Read the report period, trust criteria covered, complementary user entity controls, subservice organizations, and exceptions. Translate exceptions into risk statements with impact and likelihood. Ask for bridge letters to cover gaps. Confirm fixes with dated artifacts, not promises delivered after procurement signs.

A badge shows intent; sustained control operation shows maturity. Compare statement of applicability or controls matrix with your requirements. Check surveillance audit cadence and nonconformities. CSA STAR entries often reveal more than glossy one‑pagers. Triangulate claims across documents to surface inconsistencies early.

Tailor questions by data sensitivity, user counts, and integration depth. Use CAIQ or SIG libraries as starting points, but trim duplicates and jargon. Provide definitions and scoring guidance. Vendors answer better when they feel respected, and you get cleaner signals faster.

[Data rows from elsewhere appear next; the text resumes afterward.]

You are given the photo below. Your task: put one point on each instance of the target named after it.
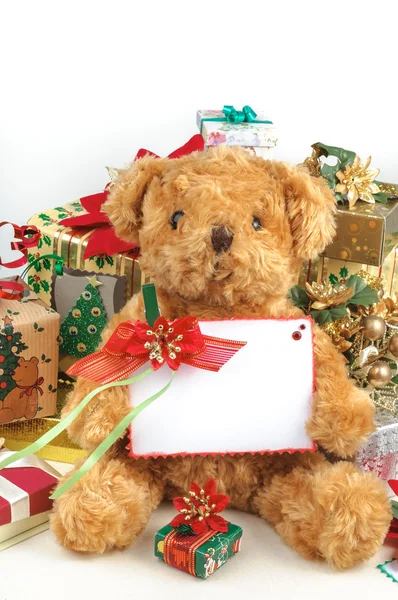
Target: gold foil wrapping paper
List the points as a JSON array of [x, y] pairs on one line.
[[366, 234], [321, 268], [70, 244]]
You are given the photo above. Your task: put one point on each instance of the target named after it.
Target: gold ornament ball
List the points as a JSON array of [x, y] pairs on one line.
[[373, 327], [393, 345], [379, 374]]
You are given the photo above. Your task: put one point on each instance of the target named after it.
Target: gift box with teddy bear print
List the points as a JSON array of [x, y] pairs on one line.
[[28, 358]]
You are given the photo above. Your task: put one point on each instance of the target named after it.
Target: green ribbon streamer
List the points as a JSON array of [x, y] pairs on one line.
[[111, 439], [246, 115], [59, 264], [62, 425]]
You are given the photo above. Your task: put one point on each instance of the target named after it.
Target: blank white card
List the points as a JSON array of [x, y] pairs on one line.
[[259, 401]]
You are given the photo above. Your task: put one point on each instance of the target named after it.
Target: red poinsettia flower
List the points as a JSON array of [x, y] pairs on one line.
[[168, 342], [199, 510]]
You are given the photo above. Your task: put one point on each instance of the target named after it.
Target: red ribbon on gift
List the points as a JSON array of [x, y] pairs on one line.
[[104, 239], [27, 237], [134, 344]]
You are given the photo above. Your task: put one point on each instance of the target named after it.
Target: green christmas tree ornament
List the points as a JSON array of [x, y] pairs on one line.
[[81, 330]]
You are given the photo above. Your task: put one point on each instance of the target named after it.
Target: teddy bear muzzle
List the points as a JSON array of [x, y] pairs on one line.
[[221, 239]]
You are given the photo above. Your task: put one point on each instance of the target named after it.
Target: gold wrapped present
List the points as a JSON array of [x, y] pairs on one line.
[[324, 269], [74, 245], [366, 233]]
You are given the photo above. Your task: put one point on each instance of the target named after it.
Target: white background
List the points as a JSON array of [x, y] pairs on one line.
[[84, 84]]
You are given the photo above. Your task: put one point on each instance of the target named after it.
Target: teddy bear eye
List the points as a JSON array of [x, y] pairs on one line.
[[256, 223], [175, 218]]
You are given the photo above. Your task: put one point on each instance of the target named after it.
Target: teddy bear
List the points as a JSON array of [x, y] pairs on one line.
[[22, 400], [222, 235]]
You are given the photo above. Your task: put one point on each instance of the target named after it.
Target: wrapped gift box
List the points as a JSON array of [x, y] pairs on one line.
[[330, 269], [380, 453], [117, 276], [25, 504], [366, 233], [28, 358], [199, 555], [71, 243], [258, 136]]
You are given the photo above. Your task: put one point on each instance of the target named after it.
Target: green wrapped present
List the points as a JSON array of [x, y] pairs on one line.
[[199, 555]]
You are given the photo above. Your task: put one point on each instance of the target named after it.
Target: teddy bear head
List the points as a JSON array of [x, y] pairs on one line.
[[26, 372], [221, 225]]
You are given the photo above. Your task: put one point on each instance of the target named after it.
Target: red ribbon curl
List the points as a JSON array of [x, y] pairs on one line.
[[104, 239]]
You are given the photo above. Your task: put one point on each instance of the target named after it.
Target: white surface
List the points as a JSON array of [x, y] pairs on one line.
[[87, 83], [252, 416], [266, 568], [18, 498]]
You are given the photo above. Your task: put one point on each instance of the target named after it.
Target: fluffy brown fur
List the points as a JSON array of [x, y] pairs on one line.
[[333, 512]]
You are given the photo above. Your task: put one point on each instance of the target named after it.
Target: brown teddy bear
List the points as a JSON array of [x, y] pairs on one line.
[[22, 400], [221, 235]]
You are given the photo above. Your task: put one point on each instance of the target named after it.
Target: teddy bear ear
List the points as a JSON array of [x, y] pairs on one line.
[[311, 210], [125, 200]]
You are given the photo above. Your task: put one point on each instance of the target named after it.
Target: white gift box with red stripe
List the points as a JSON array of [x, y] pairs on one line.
[[25, 489]]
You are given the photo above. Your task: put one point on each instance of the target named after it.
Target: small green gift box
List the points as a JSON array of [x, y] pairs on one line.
[[199, 555]]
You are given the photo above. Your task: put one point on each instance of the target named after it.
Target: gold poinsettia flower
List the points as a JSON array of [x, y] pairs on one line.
[[357, 181], [326, 295]]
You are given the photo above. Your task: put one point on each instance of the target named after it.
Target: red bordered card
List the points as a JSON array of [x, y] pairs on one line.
[[258, 402]]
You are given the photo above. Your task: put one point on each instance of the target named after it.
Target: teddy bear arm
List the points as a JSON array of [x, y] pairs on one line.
[[108, 407], [342, 413]]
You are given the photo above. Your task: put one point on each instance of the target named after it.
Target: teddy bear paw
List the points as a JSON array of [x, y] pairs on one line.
[[104, 510], [356, 523]]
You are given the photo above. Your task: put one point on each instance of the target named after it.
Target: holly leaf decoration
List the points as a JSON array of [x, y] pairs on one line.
[[363, 294], [333, 279], [298, 296], [329, 314]]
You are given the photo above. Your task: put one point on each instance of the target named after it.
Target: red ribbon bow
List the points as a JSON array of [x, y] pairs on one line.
[[133, 344], [28, 237], [104, 239], [199, 509], [28, 389]]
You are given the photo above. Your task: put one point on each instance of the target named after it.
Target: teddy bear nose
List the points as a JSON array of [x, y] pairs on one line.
[[221, 239]]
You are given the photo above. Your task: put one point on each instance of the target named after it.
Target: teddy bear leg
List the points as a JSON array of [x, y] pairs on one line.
[[6, 415], [108, 508], [333, 512]]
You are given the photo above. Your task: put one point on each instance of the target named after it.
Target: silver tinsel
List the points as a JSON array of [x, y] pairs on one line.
[[380, 453]]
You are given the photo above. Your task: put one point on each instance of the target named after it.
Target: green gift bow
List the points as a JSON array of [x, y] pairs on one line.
[[246, 115]]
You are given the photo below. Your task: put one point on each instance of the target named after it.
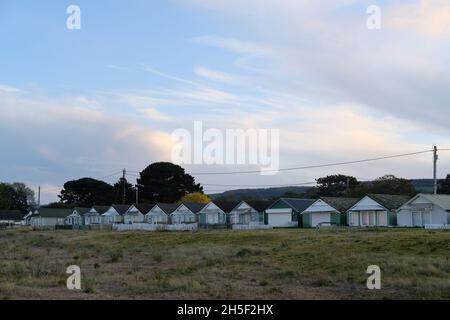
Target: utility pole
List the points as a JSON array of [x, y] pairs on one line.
[[435, 159], [137, 185], [124, 181], [39, 197]]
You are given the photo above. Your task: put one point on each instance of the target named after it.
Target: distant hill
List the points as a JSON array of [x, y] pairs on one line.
[[262, 194], [421, 185]]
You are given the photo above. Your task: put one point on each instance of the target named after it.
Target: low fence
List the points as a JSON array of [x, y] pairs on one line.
[[155, 227], [437, 226], [250, 226]]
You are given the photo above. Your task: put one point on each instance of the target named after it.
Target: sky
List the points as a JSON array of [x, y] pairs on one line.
[[89, 102]]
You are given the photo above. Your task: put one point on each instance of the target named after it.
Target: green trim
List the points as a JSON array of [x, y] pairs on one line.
[[306, 220], [392, 219]]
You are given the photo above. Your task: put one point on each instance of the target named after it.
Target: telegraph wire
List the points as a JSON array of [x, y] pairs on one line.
[[314, 166]]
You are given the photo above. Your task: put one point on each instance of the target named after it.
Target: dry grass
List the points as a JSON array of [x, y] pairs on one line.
[[266, 264]]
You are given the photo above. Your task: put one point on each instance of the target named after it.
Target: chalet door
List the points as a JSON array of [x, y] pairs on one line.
[[364, 218], [382, 218], [426, 218], [372, 218], [417, 219], [354, 218]]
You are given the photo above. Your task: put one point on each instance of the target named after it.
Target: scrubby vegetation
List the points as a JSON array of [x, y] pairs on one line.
[[278, 264]]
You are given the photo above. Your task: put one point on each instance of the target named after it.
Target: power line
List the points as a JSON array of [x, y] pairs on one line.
[[258, 185], [315, 166]]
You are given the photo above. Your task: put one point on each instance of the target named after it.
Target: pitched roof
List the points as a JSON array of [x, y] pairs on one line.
[[340, 204], [144, 208], [390, 201], [121, 208], [81, 210], [259, 205], [226, 206], [101, 209], [168, 208], [14, 215], [54, 213], [299, 205], [194, 207]]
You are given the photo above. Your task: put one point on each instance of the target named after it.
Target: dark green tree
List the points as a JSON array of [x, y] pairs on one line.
[[16, 196], [4, 201], [87, 192], [335, 185], [166, 182]]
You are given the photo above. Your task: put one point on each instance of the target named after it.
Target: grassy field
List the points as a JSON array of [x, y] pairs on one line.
[[266, 264]]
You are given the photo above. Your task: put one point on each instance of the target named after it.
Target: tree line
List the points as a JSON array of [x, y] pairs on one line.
[[349, 186], [16, 196], [158, 182]]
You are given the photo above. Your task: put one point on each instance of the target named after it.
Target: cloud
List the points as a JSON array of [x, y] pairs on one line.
[[217, 76], [427, 18], [8, 89], [51, 140], [156, 115], [115, 67]]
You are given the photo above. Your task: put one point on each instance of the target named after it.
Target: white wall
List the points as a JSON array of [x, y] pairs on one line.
[[280, 219], [320, 217]]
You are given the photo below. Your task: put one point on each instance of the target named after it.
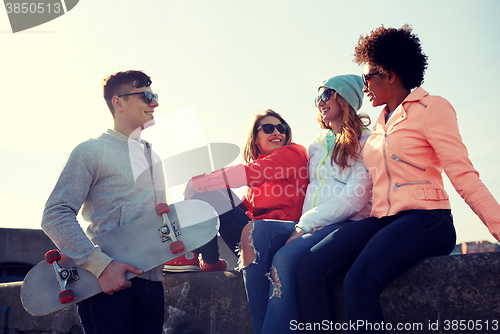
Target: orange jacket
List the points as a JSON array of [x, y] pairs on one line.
[[407, 155], [276, 182]]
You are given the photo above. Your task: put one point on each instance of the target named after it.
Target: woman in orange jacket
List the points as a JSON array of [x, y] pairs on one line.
[[276, 174], [415, 138]]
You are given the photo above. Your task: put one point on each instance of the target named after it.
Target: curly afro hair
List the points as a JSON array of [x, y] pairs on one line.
[[393, 49]]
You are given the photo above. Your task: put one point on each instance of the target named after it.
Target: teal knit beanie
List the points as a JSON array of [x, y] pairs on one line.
[[349, 86]]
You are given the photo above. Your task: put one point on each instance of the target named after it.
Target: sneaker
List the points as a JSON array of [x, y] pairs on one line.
[[219, 266], [186, 263]]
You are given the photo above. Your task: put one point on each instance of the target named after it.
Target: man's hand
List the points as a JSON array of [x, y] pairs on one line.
[[297, 233], [113, 277], [189, 191]]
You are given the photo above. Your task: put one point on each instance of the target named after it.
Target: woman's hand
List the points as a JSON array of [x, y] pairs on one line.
[[297, 233]]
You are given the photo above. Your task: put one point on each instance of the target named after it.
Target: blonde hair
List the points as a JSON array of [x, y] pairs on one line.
[[251, 151], [347, 144]]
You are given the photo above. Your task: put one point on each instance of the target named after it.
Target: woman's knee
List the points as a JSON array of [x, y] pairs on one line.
[[248, 252]]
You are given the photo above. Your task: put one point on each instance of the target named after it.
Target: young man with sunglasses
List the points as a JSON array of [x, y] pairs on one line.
[[100, 177]]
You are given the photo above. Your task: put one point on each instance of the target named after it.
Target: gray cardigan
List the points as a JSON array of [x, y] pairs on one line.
[[111, 178]]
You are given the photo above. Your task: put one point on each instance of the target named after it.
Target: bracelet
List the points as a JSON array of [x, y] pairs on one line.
[[301, 227]]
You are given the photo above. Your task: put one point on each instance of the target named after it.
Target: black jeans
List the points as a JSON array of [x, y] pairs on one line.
[[373, 252], [138, 309]]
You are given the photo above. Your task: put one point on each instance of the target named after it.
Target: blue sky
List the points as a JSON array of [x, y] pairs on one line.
[[229, 60]]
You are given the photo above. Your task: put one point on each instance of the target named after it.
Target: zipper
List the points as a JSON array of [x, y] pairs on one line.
[[406, 162], [410, 183], [384, 144], [319, 173]]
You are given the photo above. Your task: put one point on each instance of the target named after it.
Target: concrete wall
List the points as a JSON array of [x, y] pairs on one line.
[[426, 299]]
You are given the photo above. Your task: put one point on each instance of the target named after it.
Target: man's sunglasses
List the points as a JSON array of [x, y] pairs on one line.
[[148, 96], [325, 96], [269, 128], [366, 77]]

Request live demos of logging, alerting, and access reviews. Spot‑check backups, SSO settings, and role mappings in a sandbox. Compare answers to config screenshots and ticket histories. Light sampling discourages fiction, celebrates excellence, and reveals teams that value transparency under gentle pressure.
Include breach notification timelines, audit rights, vulnerability disclosure expectations, and transparent subprocessor updates. Bind commitments to service levels with remedies. Reference control baselines rather than vague best practices. Strong words are friendliest when they remove uncertainty and set mutually achievable standards.
Ask for RPO and RTO targets, documented recovery playbooks, and tested failover. Probe backup immutability, restore drills, and chaos exercises. Multi‑AZ or region architecture matters less than proof it works. Stories of past recoveries teach more than polished diagrams ever could.
Confirm named contacts, 24x7 channels, initial response times, and regulatory notifications. Review incident classifications, tabletop frequency, and customer update templates. Encourage responsible disclosure and bug bounty programs. When the page goes off, practiced communication preserves trust while engineers contain impact.